Lesion in spinal cord causes a cascade of events such as the apoptosis of neurons and eventually, neurological dysfunction. Neurologic damage developing after acute spinal cord injury is also related with necrosis and free radical formation. Allopurinol, a xanthine oxidase inhibitor, was shown to have protective effects in several studies. B-cell lymphoma 2 (Bcl-2) family proteins regulate apoptosis. Apoptosis causes the death of neuronal cells, particularly neurons and oligodendrocytes in the spinal cord after lesion. Glial fibrillary acidic protein (GFAP) takes part in astrocyte and neuronal interconnection and synaptic transmission.
Male Sprague Dawley rats (n = 30) were divided as control, trauma, and trauma + allopurinol (i.p., 50 mg/kg of body weight) groups. Animals were applied a surgical procedure causing spinal cord injury and treated for 7 days then sacrificed under anaesthesia. The spinal cords were dissected, measurements of myeloperoxidase, malondialdehyde and glutathione were performed, remaining parts were fixed in 10% formaldehyde solution for histological and immunohistochemical evaluations.
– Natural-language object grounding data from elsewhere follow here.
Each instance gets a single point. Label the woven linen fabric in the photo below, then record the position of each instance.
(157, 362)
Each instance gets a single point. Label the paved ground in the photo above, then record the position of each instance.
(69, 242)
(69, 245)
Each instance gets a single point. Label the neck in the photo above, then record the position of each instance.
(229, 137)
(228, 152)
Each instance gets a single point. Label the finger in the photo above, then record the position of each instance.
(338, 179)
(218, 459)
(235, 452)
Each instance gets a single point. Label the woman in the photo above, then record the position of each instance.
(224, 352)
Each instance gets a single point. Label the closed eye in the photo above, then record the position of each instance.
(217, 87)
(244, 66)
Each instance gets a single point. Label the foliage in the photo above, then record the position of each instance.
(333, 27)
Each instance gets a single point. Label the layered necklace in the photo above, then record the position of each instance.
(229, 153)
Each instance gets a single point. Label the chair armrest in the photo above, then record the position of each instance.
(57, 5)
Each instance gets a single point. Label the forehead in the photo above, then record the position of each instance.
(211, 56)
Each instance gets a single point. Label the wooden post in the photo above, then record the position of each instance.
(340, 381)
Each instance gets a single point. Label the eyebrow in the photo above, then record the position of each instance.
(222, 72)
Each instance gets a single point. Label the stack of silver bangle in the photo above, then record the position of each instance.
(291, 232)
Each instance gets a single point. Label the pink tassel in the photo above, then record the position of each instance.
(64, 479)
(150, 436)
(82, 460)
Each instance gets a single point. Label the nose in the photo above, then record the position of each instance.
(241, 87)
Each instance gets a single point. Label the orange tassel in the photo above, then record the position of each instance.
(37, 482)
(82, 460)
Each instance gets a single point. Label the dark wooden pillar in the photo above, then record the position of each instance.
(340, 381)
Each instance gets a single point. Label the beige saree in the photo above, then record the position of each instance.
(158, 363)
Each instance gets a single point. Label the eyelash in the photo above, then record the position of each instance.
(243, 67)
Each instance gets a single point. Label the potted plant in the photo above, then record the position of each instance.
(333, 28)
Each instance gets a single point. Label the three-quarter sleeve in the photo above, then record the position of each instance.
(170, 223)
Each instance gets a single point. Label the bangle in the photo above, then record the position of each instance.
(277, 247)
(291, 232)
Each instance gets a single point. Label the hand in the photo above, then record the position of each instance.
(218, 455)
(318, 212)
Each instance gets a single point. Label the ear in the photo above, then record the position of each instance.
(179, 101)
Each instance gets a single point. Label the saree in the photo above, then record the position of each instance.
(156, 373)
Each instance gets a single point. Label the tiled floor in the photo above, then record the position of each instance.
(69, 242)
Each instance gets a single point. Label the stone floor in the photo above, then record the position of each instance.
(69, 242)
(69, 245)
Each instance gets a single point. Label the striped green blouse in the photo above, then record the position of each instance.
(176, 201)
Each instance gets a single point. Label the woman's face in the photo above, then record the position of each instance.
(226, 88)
Biochemical results exhibited an increase in myeloperoxidase levels in trauma group but a decrease in the allopurinol treatment group similar to malondialdehyde levels. Degenerative changes in multipolar and bipolar neurons together with apoptotic changes in some glial cells were observed in the trauma group whereas, mild degenerative changes were observed after allopurinol treatment. In the trauma group, negative GFAP expression in multipolar versus bipolar neuronal processes with a reduction in glial processes around blood vessels and positive GFAP expression were observed but, a regular and parallel positive GFAP expression of glial processes around blood vessels in the allopurinol treated group was apparent. Trauma group depicted a positive Bcl-2 expression in glial cells and in motor and bipolar neurons. On the contrary, negative Bcl-2 expression was noticed in the trauma + allopurinol group.
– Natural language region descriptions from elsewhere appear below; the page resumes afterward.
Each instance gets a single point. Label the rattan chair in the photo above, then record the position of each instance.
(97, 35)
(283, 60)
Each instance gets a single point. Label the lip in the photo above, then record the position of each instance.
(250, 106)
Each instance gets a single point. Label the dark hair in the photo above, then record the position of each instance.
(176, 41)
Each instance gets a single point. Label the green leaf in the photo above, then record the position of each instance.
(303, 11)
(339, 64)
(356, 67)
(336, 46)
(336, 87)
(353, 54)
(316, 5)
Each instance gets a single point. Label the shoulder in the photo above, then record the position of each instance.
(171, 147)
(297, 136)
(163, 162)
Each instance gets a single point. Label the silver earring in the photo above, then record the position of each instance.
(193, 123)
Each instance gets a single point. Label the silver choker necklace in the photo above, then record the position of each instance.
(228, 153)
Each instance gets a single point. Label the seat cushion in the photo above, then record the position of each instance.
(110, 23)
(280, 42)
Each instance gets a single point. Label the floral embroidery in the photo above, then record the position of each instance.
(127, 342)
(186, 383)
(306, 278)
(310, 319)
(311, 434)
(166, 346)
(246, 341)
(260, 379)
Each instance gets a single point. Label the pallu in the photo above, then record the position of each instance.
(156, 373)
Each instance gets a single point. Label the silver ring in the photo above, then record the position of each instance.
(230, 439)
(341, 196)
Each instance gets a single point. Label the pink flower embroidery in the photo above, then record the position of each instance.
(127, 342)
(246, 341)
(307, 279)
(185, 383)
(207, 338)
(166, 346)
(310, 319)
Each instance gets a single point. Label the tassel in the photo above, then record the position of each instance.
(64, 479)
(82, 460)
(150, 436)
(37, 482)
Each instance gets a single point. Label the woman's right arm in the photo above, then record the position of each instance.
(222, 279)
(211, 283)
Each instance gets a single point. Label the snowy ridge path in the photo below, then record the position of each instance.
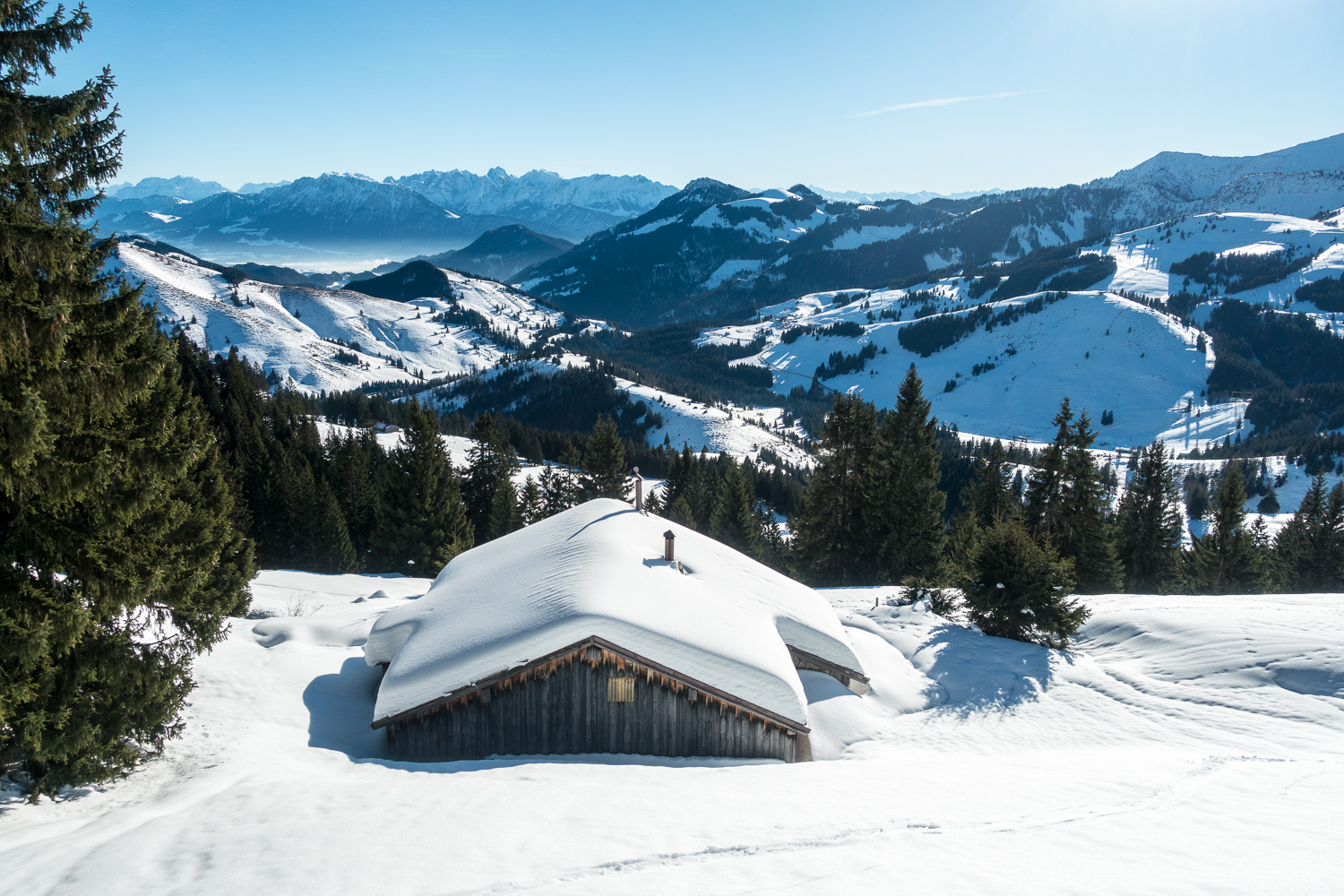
(290, 331)
(1201, 734)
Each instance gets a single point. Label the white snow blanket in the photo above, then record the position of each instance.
(714, 614)
(1187, 745)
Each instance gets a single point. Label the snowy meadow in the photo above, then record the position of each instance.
(1185, 745)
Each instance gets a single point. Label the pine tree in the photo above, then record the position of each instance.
(491, 461)
(558, 489)
(505, 514)
(1230, 559)
(1043, 505)
(1311, 547)
(911, 504)
(1150, 525)
(531, 503)
(118, 560)
(838, 533)
(1080, 530)
(352, 465)
(330, 546)
(1018, 586)
(734, 520)
(989, 495)
(680, 513)
(604, 462)
(422, 520)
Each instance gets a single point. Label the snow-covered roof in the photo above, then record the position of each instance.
(597, 570)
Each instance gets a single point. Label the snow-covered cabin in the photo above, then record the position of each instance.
(577, 635)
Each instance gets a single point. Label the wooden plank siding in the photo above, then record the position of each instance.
(559, 705)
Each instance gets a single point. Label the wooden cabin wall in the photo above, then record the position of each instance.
(567, 712)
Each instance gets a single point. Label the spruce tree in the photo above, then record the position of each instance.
(1311, 547)
(989, 495)
(330, 546)
(118, 559)
(505, 514)
(422, 520)
(1018, 586)
(491, 460)
(531, 503)
(838, 533)
(352, 466)
(1228, 559)
(1080, 530)
(1043, 504)
(1150, 525)
(680, 513)
(734, 520)
(911, 505)
(604, 462)
(558, 489)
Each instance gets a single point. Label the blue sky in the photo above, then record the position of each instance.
(849, 96)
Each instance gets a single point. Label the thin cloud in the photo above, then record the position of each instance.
(945, 101)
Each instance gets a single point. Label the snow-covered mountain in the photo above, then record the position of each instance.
(343, 220)
(711, 233)
(685, 258)
(921, 196)
(188, 188)
(1097, 341)
(333, 220)
(255, 188)
(1301, 180)
(569, 207)
(503, 252)
(314, 339)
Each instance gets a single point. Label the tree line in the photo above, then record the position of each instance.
(1021, 546)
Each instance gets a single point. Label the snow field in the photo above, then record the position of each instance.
(1144, 257)
(285, 330)
(1102, 351)
(1188, 745)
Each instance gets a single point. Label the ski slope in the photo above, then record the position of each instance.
(1188, 745)
(1102, 351)
(1144, 257)
(289, 330)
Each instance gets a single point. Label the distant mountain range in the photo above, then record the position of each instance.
(922, 196)
(341, 220)
(714, 247)
(648, 253)
(503, 252)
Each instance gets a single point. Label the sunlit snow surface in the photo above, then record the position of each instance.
(288, 331)
(1188, 745)
(1101, 349)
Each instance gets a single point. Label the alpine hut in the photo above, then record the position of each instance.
(585, 634)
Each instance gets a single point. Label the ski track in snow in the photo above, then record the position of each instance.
(1202, 734)
(1096, 347)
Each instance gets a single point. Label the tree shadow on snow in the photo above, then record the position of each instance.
(978, 673)
(340, 711)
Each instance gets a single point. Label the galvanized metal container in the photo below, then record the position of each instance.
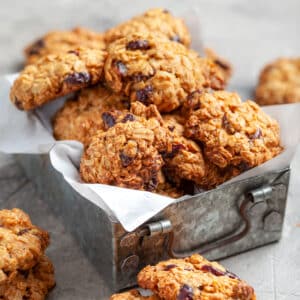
(225, 221)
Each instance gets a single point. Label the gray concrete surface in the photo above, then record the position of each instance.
(249, 33)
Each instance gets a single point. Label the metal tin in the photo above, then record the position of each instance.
(219, 223)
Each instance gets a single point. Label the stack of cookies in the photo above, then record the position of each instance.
(25, 271)
(151, 112)
(192, 278)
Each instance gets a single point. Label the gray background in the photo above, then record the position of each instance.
(249, 34)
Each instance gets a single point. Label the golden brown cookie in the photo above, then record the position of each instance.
(58, 42)
(185, 161)
(21, 243)
(81, 117)
(154, 70)
(222, 64)
(57, 75)
(279, 82)
(234, 133)
(124, 155)
(132, 295)
(33, 284)
(194, 278)
(157, 21)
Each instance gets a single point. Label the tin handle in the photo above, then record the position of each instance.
(257, 195)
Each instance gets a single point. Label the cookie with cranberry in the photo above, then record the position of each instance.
(81, 117)
(33, 284)
(58, 42)
(57, 75)
(21, 243)
(132, 295)
(154, 70)
(157, 21)
(279, 82)
(194, 278)
(233, 133)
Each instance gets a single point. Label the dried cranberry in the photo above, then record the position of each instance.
(138, 45)
(213, 270)
(171, 128)
(169, 267)
(128, 118)
(122, 69)
(222, 64)
(144, 94)
(36, 47)
(256, 135)
(176, 38)
(23, 231)
(125, 159)
(78, 78)
(175, 149)
(18, 104)
(226, 125)
(185, 293)
(74, 52)
(108, 119)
This study is of importance to understand the effects of allopurinol in preventing degenerative changes in nerve and glial cells related to spinal cord injuries.
脊髓损伤会引发一系列事件,如神经元凋亡,最终导致神经功能障碍。急性脊髓损伤后发生的神经损伤也与坏死和自由基形成有关。在多项研究中,黄嘌呤氧化酶抑制剂别嘌醇显示出具有保护作用。B细胞淋巴瘤2(Bcl-2)家族蛋白调节细胞凋亡。细胞凋亡会导致神经元细胞死亡,特别是脊髓损伤后脊髓中的神经元和少突胶质细胞。胶质纤维酸性蛋白(GFAP)参与星形胶质细胞与神经元的相互连接以及突触传递。
将30只雄性Sprague Dawley大鼠分为对照组、创伤组和创伤+别嘌醇组(腹腔注射,50mg/kg体重)。对动物实施导致脊髓损伤的外科手术,并治疗7天,然后在麻醉下处死。解剖脊髓,检测髓过氧化物酶、丙二醛和谷胱甘肽,其余部分固定在10%甲醛溶液中进行组织学和免疫组织化学评估。
生化结果显示,创伤组髓过氧化物酶水平升高,而别嘌醇治疗组与丙二醛水平相似有所降低。创伤组观察到多极和双极神经元的退行性变化以及一些神经胶质细胞的凋亡变化,而别嘌醇治疗后观察到轻度退行性变化。在创伤组中,多极与双极神经元突起中GFAP表达阴性,血管周围神经胶质突起减少且GFAP表达阳性,但在别嘌醇治疗组中,血管周围神经胶质突起呈现规则且平行的GFAP阳性表达。创伤组在神经胶质细胞以及运动和双极神经元中显示Bcl-2阳性表达。相反,创伤+别嘌醇组中观察到Bcl-2阴性表达。
本研究对于理解别嘌醇在预防与脊髓损伤相关的神经和神经胶质细胞退行性变化方面的作用具有重要意义。